第268話【新たなる救いの妹はまさに神】
葉山に、僕と結婚すれば、大好きな母さんは薫子さんのモノ、的な事を言われて木石の様に思考停止する、いや思考が錯綜しすぎてる薫子さん、真剣と茫然自失な間な感じで、僕の顔をジッと見てる。
そして、多分、思考は七転八倒してるんだと思うだけど、時折、
「ありか? いや、ないない、……いや、ありなのか?」
とか呟き始めた。
「ちょっと、しっかりして、義母は義理の母であって、母じゃ無いから、今とそれほど立場とかわからないよ」
って薫子さんに声をかけるものの、薫子さんから何の反応も無くなってしまう。
腕を組んで、長考に入ってしまった。これ持ち時間全部使ってしまう奴だ。
「邪魔者は消えたわ」
ニヤリと笑う葉山。
うわ、初めて見たよ、そう言う葉山の顔。可愛いけど、美人さんだけど、怖いよ。
そして確信する。
この子、策士だ。
戦っていた時も思ったけど、肝経とかすごいんだ。一筋縄では行かないとは思ってたけど、戦闘以外でもその能力を遺憾なく発揮できる子だった。
多分、性能的に言うならあの鉾咲さん、クロスクロスのろくでもない人ね。と同じ事ができる子だ。
しかも鉾咲さんって当てずっぽな変なところから手掛かりとか来る人だけど、まあ、だからこそ油断しているといいようにされてしまうんだけど、葉山の場合は人の心とか特に願望とか、個人的な物に寄り添うところがあるから余計にタチが悪い気がする。
「さあ、真壁、これでまた2人きり」
え? いるよ薫子さん、自問自答と言うか思考の奈落に落ち込んで使い物にならないけど、今もしっかりいるよ。

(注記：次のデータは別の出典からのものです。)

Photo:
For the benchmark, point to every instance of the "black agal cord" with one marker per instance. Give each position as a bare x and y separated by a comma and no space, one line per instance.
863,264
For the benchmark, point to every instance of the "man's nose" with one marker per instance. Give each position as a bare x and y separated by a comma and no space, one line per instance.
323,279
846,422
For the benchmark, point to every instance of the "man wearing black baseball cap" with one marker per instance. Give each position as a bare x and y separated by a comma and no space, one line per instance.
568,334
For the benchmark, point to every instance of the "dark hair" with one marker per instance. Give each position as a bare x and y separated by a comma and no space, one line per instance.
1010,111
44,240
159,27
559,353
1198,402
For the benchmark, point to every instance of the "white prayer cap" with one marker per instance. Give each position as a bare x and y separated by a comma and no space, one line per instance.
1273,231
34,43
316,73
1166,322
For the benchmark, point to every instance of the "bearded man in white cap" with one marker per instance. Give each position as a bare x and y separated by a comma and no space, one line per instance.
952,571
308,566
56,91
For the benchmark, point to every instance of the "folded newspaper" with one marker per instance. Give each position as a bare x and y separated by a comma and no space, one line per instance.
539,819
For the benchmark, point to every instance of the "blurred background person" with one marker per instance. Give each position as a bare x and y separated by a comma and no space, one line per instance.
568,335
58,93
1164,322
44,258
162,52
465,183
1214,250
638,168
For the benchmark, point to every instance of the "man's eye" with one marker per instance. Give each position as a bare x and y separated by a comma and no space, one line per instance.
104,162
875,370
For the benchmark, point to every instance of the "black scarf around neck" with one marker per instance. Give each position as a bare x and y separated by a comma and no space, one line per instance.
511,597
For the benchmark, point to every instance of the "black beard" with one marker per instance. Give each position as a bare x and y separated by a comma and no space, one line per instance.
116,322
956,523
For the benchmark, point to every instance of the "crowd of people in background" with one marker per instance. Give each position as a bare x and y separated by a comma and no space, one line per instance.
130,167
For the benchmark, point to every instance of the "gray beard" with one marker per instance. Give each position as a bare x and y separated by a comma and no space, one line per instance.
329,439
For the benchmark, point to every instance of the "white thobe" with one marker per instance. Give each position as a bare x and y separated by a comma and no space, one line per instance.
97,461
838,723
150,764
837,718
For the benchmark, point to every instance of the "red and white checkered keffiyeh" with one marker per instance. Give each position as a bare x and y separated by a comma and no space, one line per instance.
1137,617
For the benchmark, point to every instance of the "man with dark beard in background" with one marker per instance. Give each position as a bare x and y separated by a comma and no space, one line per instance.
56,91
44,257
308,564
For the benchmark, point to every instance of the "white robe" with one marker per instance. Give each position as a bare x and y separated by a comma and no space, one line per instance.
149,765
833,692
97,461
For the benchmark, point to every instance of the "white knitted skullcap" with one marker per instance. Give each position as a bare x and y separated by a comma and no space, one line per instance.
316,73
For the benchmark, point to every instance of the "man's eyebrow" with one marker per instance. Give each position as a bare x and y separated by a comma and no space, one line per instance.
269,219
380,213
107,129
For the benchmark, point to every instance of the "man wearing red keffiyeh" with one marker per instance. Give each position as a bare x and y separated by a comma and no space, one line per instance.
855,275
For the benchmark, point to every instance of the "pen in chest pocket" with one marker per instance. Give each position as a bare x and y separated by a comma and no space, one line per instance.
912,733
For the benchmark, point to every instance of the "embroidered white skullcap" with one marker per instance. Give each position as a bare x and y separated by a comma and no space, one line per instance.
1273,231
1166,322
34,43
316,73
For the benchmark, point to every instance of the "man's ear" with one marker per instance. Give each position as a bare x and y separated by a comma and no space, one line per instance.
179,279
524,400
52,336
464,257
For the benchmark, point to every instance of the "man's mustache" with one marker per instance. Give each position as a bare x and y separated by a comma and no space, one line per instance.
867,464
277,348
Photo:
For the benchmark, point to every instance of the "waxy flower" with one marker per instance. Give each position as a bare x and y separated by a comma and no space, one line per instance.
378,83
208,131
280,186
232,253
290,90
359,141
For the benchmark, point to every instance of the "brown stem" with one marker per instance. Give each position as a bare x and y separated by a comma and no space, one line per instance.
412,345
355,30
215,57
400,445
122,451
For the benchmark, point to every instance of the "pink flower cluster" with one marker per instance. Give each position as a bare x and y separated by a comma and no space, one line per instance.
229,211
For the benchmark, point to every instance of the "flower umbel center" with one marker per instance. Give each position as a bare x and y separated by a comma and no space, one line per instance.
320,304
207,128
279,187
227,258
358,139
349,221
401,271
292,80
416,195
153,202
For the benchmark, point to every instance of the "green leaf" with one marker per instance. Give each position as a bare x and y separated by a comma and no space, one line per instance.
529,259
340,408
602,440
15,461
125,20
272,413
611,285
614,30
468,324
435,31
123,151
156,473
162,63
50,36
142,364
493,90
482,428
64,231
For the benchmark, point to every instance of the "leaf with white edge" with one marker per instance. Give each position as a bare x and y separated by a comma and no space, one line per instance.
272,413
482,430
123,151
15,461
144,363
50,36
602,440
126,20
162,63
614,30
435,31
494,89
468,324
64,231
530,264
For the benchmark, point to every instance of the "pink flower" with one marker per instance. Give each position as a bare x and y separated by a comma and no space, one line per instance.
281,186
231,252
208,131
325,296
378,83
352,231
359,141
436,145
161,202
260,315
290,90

そんな葉山の意識は完全に2人きりで、考えたくないけど完全に追い詰められている僕に完全に追い詰めた葉山の形になる。
無理だ。
ここは逃げよう、もうどうしようもない、ここはすでに僕がどうこうできる様なそんな戦場じゃない、僕には無理だ。ここは撤退だ。自分の部屋から逃げるって言うのも新鮮だけど、幸い背に出口がある。
「ほら、こっち見て真壁」
って、ああ、いつもの声で、僕の安心する声で葉山が言うもんだから、思わず安心して見ちゃったよ。
すると、葉山、僕の前で、体に巻きつけていたシーツの前を開いて、
「ほら」
って言った。
今度は明るいから、全部見えてしまうから、いやダメだ、と一瞬僕は目を閉じてその攻撃をやり過ごそうとして、そしてほぼ同時に葉山の本当の目的を悟る。同時に「しまった!」って声が出てしまった。
「逃さない」
その一言と一緒に、葉山は僕の横を最大戦速で駆け抜けて、僕の退路、つまり背にあったドアの前に立つ。
その瞬間に、葉山は勝利を確信していた。
そして僕は、完全な敗北を悟る。
いや、良く考えると、窓とかあるから、まだできることはあるんだろうけど、ここまで綺麗に退路を塞がれるとさ、なんかもう、抵抗できる気がしない。諦めないけど。
「さ、真壁、ベッドに戻ろ」
と葉山が言う。しかし、
「何だ、眠れないのか? 静流?」
ドアの前に立つ葉山の手を掴む、妹の手。
新たな戦力が現れた。
まあ、喜耒さんが入ってきてからドア開きっぱなしだから、そりゃあ煩いよね、妹も起きてくるよね。
「え? 妹ちゃん」
これには一瞬にして完全に毒気というか、何というか、そんな物抜かれてしまう葉山だ。
「いいぞ、一緒に寝てやる、一緒にくるがいい、そして私を抱きしめて寝るがいい」
と妹が言う。
面白い事に葉山は全く抵抗ができないでいるみたい。